Paintings and drawings often have labels and stickers glued to the back. When they are genuine, they can help authenticate a painting.

Forgers have become aware of this, and they often produce and add their own forged labels.

The example below shows a label found on the back of a work signed Picasso. At first sight it seems to be from the famous Musée d’Orsay in Paris:

Musée d'Orsay

Fake label on the back of a fake Picasso

It comprises no less than five, very official looking stamps. The problem with this label, however, is that the entire text describing the artwork is in Spanish. Naturally, at the very French Musée d’Orsay, they write their labels in French.

Another issue is the date,1982, being on the label twice, in black and in red, in the lower right stamp. But, the Musée d’Orsay only opened its doors in 1986; it was inaugurated by President François Mitterrand on 1 December 1986.

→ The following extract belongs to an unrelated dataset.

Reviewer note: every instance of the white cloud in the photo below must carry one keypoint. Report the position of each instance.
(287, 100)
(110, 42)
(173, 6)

The next example is of a stamp by the prestigious auctioneer, Christie’s. It actually consists of three stamps: a black one, a blind one, and a blue one. There is a number and a signature. It is very official looking. There is also a date of 02 Mar 1972 and the full address and phone number of Christie’s in New York.

There is only one small problem with this impressive stamp; Christie’s did not open an office in New York until 1977.

Fake Christie

We examine all documents for authenticity, not just labels but certificates, appraisals, letters, wills, bills of sale, and any document at all related to the painting we are researching for authentication or appraisal.